Gli americaliani non si indebitano con cinque o sei carte di credito e mutui faraonici, non comprano un barbecue ogni sei mesi e non spendono migliaia di dollari in decorazioni per la casa ad ogni festività, perché non conoscono ancora il sogno americano, cioè quell’idea di arricchirti quasi senza fatica, ma conoscono il valore del lavoro, che anche se ben remunerato è comunque lavoro, quindi fatica e sacrificio. Per questo motivo apprezzano anche le vacanze (non come gli americani, che fanno pochi giorni all’anno) e non si negano mai la bellezza di tre belle settimane al mare, o in Italia, oppure on the road nelle meravigliose strade degli USA.

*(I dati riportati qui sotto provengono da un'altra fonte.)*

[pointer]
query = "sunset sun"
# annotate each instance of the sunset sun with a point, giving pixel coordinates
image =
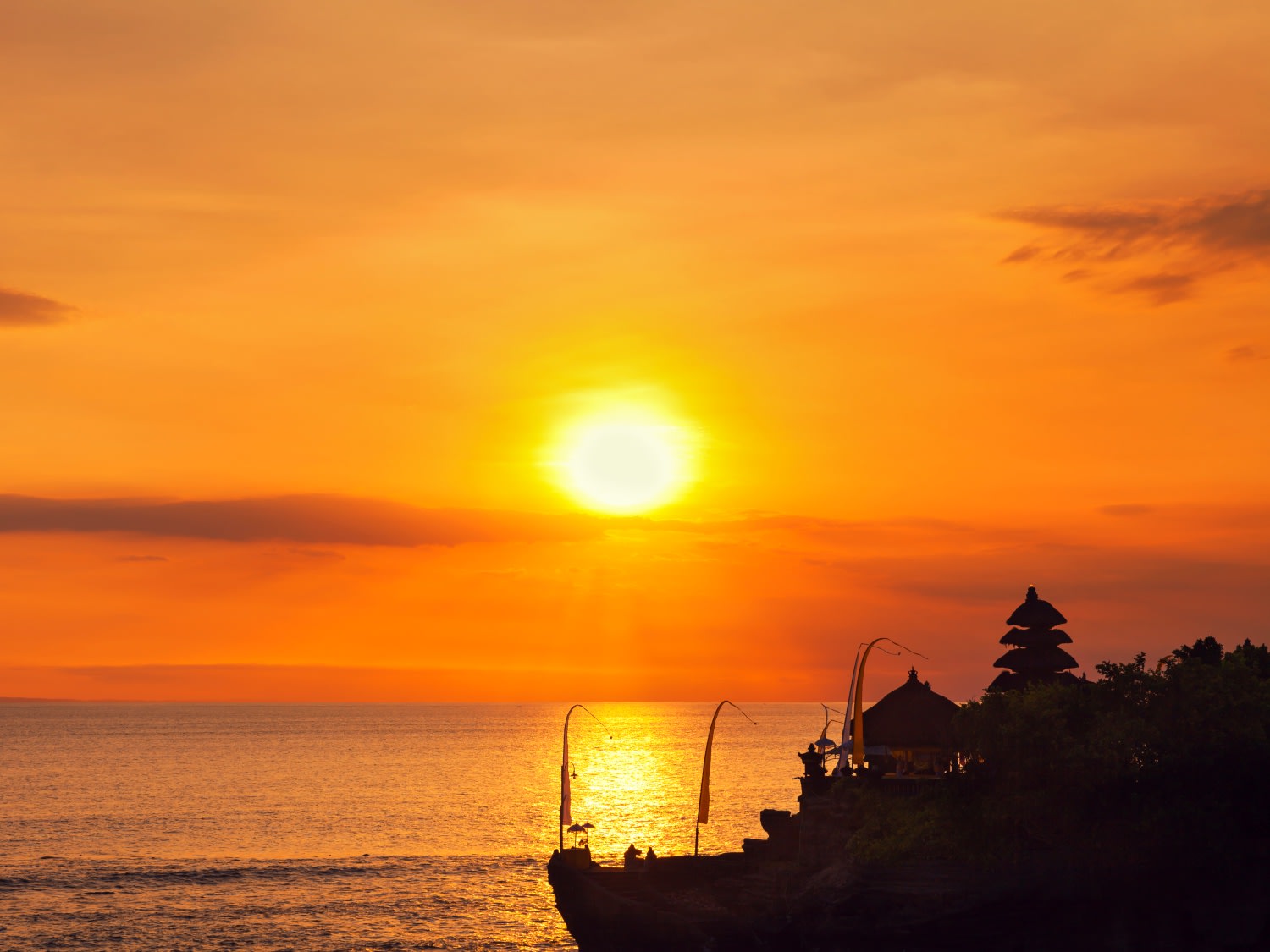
(624, 462)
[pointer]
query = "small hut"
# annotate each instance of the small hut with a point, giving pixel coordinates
(916, 724)
(1035, 657)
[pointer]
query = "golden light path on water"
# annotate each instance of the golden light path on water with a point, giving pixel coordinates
(329, 827)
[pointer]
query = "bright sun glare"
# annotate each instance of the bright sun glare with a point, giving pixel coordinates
(624, 461)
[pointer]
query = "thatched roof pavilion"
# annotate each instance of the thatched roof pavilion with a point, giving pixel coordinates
(1035, 657)
(912, 718)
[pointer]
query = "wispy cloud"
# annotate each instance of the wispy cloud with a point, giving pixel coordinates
(1181, 243)
(19, 310)
(307, 520)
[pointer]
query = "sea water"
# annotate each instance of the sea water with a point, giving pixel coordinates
(352, 827)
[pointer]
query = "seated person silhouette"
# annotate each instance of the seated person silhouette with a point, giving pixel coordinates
(813, 762)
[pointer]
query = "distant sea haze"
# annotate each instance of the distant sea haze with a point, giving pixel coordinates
(335, 827)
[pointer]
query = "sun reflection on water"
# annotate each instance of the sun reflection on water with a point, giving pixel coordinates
(643, 786)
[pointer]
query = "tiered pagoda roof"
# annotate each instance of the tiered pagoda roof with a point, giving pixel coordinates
(1035, 657)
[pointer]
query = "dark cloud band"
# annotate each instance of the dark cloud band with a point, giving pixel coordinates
(310, 520)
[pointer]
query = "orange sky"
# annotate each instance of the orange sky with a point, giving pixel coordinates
(958, 299)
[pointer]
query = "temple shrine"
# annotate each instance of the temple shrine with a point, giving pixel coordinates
(1035, 657)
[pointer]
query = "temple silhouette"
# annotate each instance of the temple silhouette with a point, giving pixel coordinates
(1035, 657)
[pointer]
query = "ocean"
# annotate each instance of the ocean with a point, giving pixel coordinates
(351, 827)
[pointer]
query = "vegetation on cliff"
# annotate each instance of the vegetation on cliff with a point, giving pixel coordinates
(1143, 764)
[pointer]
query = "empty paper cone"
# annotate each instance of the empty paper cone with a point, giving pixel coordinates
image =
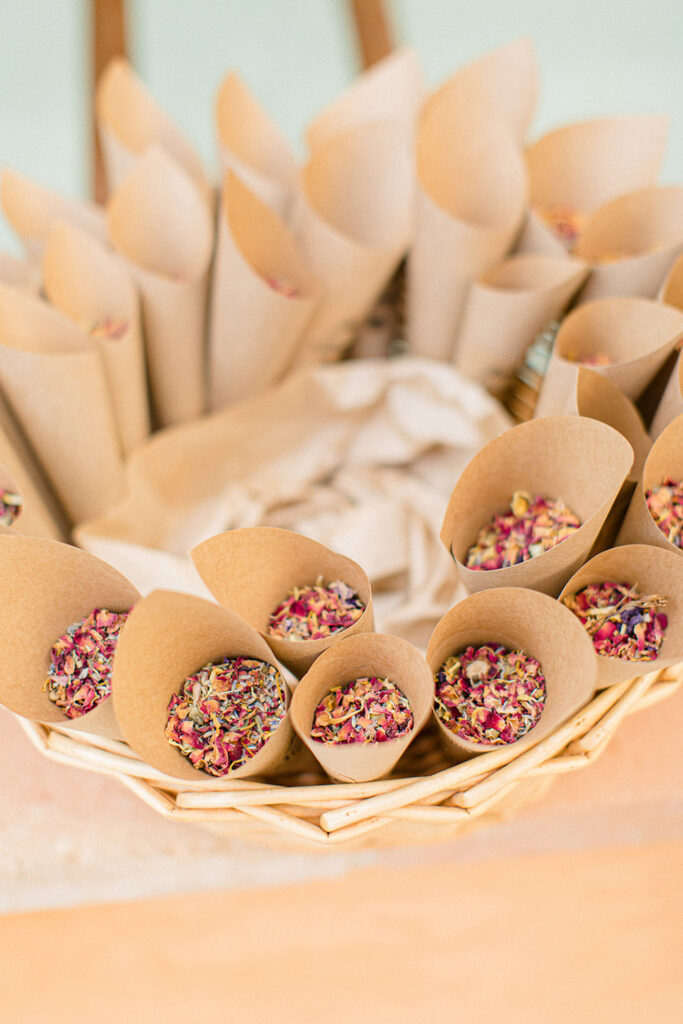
(47, 587)
(168, 638)
(91, 287)
(356, 657)
(161, 224)
(255, 325)
(251, 144)
(635, 335)
(580, 462)
(520, 620)
(507, 307)
(252, 570)
(653, 572)
(54, 380)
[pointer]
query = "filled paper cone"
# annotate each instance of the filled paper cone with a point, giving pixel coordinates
(254, 327)
(563, 458)
(161, 224)
(352, 221)
(652, 571)
(91, 287)
(351, 658)
(252, 570)
(168, 638)
(636, 335)
(47, 587)
(520, 620)
(251, 144)
(54, 379)
(507, 307)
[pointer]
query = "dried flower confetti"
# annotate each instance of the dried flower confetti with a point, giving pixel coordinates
(620, 622)
(531, 526)
(315, 612)
(80, 674)
(489, 694)
(369, 710)
(224, 714)
(666, 507)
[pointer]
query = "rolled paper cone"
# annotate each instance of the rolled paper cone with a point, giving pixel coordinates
(352, 221)
(520, 620)
(251, 570)
(32, 209)
(251, 144)
(636, 335)
(47, 587)
(54, 379)
(160, 223)
(652, 571)
(168, 638)
(90, 285)
(254, 328)
(351, 658)
(507, 307)
(581, 462)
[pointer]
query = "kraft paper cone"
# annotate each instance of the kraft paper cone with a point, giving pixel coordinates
(651, 570)
(169, 637)
(471, 198)
(251, 570)
(391, 88)
(55, 383)
(570, 459)
(521, 620)
(130, 121)
(254, 329)
(47, 587)
(506, 308)
(351, 658)
(666, 459)
(637, 335)
(251, 144)
(90, 286)
(352, 221)
(160, 223)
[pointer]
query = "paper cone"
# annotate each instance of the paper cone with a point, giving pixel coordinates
(168, 638)
(521, 620)
(251, 144)
(89, 285)
(160, 223)
(32, 209)
(54, 380)
(47, 587)
(352, 222)
(637, 335)
(351, 658)
(506, 308)
(651, 570)
(252, 570)
(254, 329)
(570, 459)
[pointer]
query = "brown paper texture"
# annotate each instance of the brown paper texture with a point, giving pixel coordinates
(54, 380)
(90, 285)
(160, 223)
(47, 587)
(637, 335)
(521, 620)
(570, 459)
(348, 659)
(651, 570)
(254, 330)
(168, 638)
(252, 570)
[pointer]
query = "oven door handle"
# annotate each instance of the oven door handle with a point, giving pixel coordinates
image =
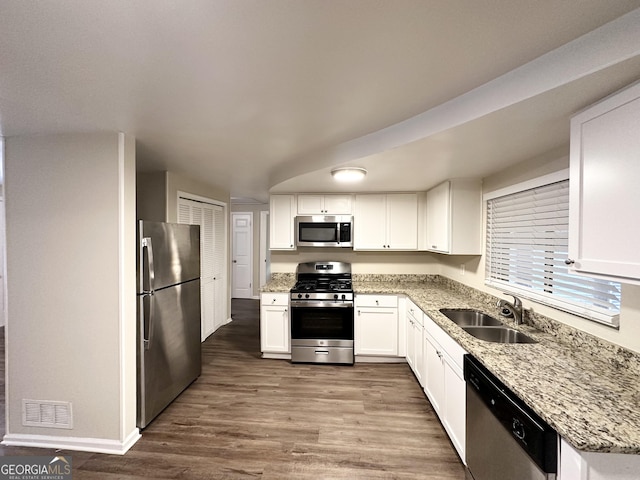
(322, 303)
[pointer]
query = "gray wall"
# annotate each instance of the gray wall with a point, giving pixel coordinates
(70, 207)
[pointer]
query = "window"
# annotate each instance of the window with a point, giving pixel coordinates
(527, 238)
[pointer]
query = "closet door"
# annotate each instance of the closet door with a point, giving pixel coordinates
(198, 213)
(219, 266)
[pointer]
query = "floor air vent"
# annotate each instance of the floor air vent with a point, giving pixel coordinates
(44, 413)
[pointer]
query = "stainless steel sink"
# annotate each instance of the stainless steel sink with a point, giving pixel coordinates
(499, 334)
(468, 317)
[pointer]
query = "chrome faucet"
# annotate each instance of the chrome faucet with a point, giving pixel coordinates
(511, 309)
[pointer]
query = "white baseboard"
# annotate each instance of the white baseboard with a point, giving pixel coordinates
(277, 356)
(379, 359)
(97, 445)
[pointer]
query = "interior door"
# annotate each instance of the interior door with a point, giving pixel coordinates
(242, 256)
(212, 221)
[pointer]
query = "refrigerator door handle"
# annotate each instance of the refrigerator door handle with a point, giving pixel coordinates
(146, 243)
(147, 321)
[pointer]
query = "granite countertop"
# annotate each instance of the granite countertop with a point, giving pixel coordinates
(579, 387)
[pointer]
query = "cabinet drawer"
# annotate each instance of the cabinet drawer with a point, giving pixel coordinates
(274, 299)
(448, 344)
(377, 301)
(414, 312)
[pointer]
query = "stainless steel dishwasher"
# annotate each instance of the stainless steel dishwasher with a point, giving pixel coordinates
(506, 440)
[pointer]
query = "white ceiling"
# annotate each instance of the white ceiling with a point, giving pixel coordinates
(253, 95)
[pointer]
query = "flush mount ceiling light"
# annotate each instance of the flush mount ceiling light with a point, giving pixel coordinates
(348, 174)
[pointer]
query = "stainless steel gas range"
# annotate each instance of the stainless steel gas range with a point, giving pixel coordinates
(322, 314)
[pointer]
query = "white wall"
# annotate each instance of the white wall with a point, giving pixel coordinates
(422, 263)
(71, 329)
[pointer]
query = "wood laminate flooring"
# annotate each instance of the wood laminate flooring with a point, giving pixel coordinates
(248, 417)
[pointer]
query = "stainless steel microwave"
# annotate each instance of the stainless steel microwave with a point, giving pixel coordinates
(324, 231)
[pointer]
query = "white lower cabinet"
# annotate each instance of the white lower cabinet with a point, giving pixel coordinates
(445, 386)
(376, 325)
(415, 344)
(274, 324)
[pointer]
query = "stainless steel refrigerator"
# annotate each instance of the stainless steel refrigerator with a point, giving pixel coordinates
(169, 355)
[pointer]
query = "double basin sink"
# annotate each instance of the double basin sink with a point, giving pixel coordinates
(485, 327)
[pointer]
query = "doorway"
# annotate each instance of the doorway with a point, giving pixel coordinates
(242, 255)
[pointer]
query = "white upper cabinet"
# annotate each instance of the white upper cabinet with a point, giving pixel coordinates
(604, 190)
(324, 204)
(454, 217)
(386, 221)
(281, 222)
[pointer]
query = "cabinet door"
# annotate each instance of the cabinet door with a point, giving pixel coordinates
(337, 204)
(419, 360)
(604, 193)
(274, 329)
(411, 345)
(282, 214)
(454, 419)
(434, 386)
(402, 221)
(438, 216)
(369, 222)
(376, 331)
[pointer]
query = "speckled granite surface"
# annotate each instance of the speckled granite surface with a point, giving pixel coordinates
(585, 388)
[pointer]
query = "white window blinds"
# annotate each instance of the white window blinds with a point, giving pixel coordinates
(527, 236)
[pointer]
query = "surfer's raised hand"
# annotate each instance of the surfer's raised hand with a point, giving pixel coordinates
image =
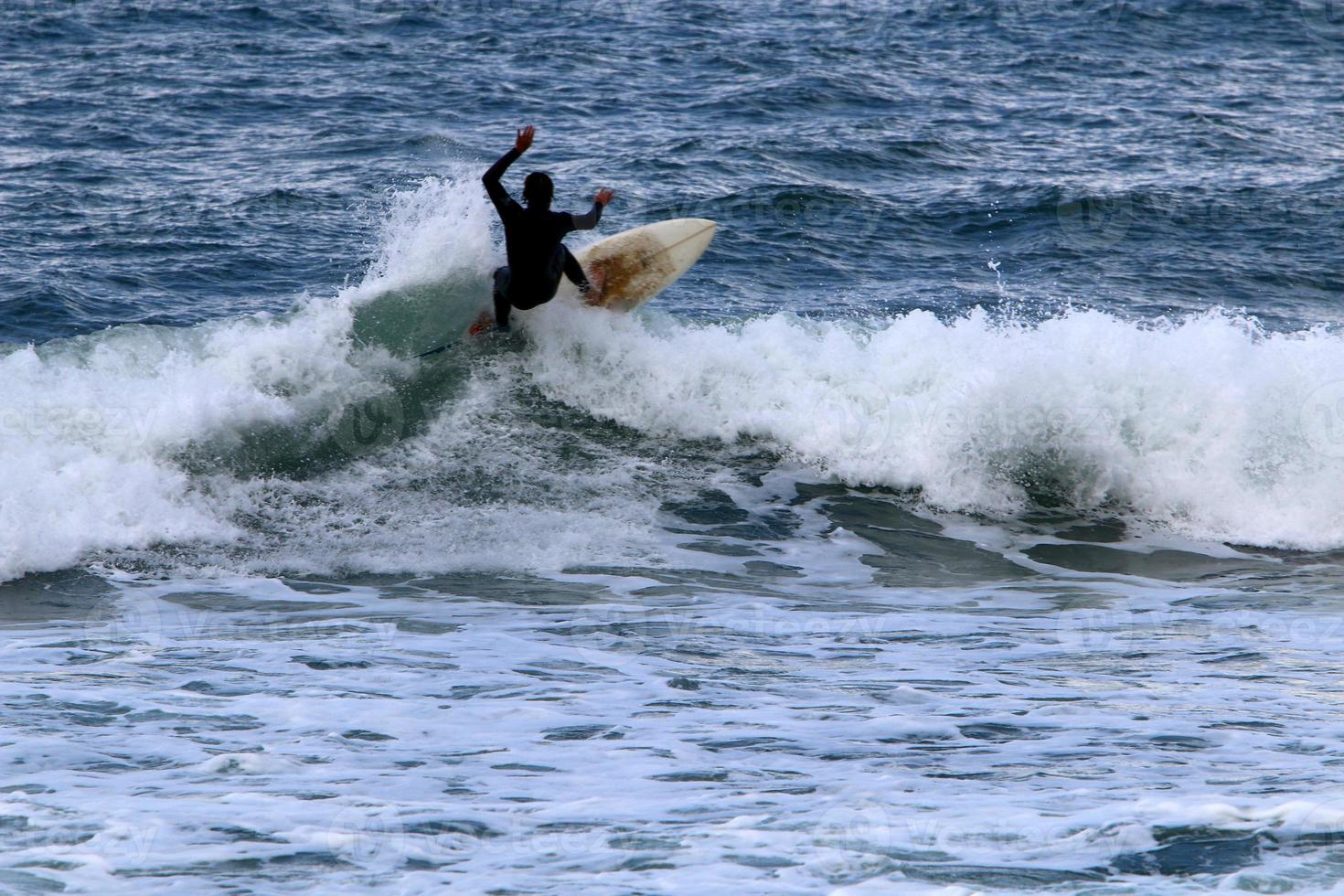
(525, 139)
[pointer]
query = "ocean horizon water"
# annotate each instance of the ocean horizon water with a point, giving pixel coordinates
(968, 520)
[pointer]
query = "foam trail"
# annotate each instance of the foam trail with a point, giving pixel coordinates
(94, 429)
(1207, 425)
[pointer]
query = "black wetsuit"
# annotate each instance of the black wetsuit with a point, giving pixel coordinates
(537, 257)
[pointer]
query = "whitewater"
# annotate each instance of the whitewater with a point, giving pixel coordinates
(1210, 425)
(968, 520)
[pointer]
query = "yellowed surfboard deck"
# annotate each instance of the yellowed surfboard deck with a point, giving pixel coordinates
(635, 265)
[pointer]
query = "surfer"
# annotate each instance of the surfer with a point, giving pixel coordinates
(537, 257)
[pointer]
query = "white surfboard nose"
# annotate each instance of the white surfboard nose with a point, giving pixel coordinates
(636, 265)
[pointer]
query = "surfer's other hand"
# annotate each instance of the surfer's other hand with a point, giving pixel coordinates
(525, 139)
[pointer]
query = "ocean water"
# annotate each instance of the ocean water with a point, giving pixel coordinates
(969, 518)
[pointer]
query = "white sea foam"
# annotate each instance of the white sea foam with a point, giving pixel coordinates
(1209, 425)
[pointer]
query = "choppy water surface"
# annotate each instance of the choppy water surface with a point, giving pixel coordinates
(968, 520)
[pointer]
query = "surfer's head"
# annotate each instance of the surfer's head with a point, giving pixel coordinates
(538, 189)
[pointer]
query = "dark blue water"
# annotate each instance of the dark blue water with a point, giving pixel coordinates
(174, 163)
(969, 516)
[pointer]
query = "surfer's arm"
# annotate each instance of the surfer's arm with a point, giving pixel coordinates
(492, 179)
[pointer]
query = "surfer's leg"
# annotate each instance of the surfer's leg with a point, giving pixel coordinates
(502, 301)
(575, 272)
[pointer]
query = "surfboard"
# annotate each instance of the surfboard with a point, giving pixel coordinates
(635, 265)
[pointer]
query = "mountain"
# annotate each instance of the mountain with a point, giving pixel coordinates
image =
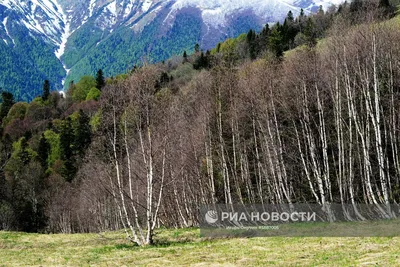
(62, 40)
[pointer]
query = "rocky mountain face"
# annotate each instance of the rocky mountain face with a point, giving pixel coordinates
(62, 40)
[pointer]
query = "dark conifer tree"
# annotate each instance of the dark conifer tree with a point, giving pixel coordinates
(100, 81)
(66, 140)
(43, 151)
(8, 102)
(185, 59)
(197, 48)
(46, 90)
(83, 133)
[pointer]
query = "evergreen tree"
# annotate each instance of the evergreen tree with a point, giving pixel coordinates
(66, 140)
(290, 16)
(275, 41)
(83, 133)
(356, 5)
(46, 90)
(251, 38)
(310, 32)
(384, 3)
(8, 102)
(185, 59)
(24, 154)
(100, 81)
(43, 151)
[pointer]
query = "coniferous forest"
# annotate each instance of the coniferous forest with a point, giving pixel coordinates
(303, 111)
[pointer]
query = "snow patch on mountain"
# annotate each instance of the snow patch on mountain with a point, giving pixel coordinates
(66, 31)
(5, 20)
(146, 5)
(215, 13)
(91, 7)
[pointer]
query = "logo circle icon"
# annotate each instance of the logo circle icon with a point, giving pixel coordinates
(211, 216)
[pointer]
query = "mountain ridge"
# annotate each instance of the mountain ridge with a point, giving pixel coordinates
(83, 34)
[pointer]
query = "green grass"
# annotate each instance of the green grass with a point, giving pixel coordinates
(185, 248)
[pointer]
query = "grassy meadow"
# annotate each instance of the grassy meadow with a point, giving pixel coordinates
(185, 247)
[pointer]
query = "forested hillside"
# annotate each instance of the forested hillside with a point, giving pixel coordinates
(303, 111)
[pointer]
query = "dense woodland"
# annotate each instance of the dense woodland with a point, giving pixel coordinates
(303, 111)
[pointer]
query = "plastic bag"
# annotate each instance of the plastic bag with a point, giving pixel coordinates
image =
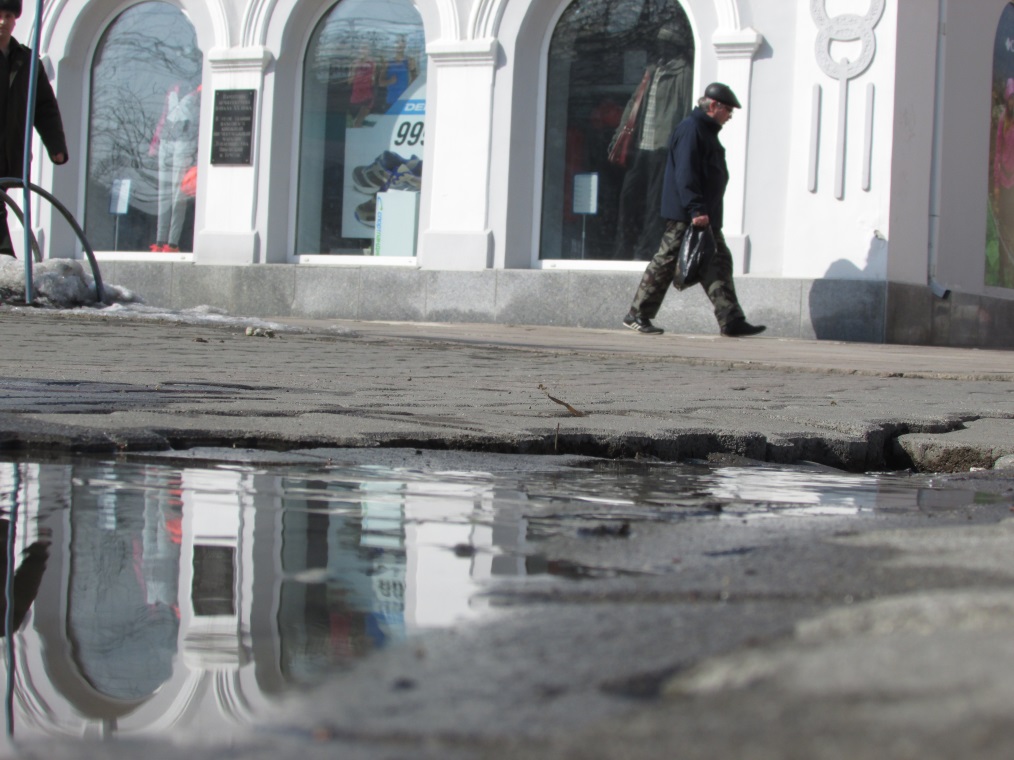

Gli americaliani hanno ottime conoscenze locali e sicuramente se devono andare a un festa, vanno dagli americani: ville con piscina, abiti eleganti, atmosfere a metà strada tra Dynasty e Beautiful, viste mozzafiato sulla Downtown. Ma se cercano amici, lo fanno nella semplice e caciarona comunità italiana. Se hai voglia di profondità, infatti, se ti va di metterti a nudo, di parlare del senso della vita o di come da bambino ti sentissi sempre un po’ fuori posto, meglio non farlo tra gli americani, perché è altissimo il rischio di metterli in imbarazzo e perderli per sempre. Gli americaliani lo sanno, quindi con i cugini a stelle e strisce parlano di vino e di Firenze, di lavoro e di quel lontano viaggio in Messico, di crociere e di cibo.
Mai discutere di sesso, soldi e politica con un americano, infatti, mi ha suggerito un amico quando sono arrivata in Texas. E cosa rimane da dirsi, ho pensato…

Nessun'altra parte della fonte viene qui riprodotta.